In the upcoming era of edge computing, the capability of an edge device to perform local and fast training and classification is of increasing need. Indeed, whether it is a health application on a mobile phone, a sensor on a refrigerator, or a camera on a robot vacuum cleaner, a local computation is often desired due to many reasons, such as the need for a quick response time, enhanced security, data privacy, and even profitability concerns.

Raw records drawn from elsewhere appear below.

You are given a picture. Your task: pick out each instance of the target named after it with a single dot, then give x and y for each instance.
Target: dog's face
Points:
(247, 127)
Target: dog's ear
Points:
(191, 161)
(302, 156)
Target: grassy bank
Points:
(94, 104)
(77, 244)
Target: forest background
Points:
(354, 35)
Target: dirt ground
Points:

Whether done in a federation (i.e., Federated Machine Learning) or a centralized manner, having heterogeneity, limited connectivity, and limited hardware resources for such devices is an ongoing challenge that we must address. In fact, one is often faced with contradicting requirements where an edge device has to locally carry out a substantial amount of computation, storage, and communication while adhering to resource constraints such as limited memory, network connectivity, and compute. This is often due to timing or power constraints and increasing amounts of data and available information.
In this blog post, we focus on compute and memory efficient local (i.e., on-device) training of and classification by decision-tree-based ensemble methods, which are the de-facto standard for tabular data. To provide additional context, we invite you to look at our recent blog post discussing bandwidth reduction techniques for federated machine learning.
Decision-tree-based ensemble methods
Indeed, tree-based ensemble methods, such as a Random Forest (RF) and XGBoost, are often used to classify tabular data due to their robustness, ease of use, and generalization properties. In turn, such classification tasks are commonly used as a subroutine in many application domains, such as finance, fraud detection, health care, and intrusion detection. Therefore, such methods’ efficiency and accuracy-to-utility tradeoffs are of major importance.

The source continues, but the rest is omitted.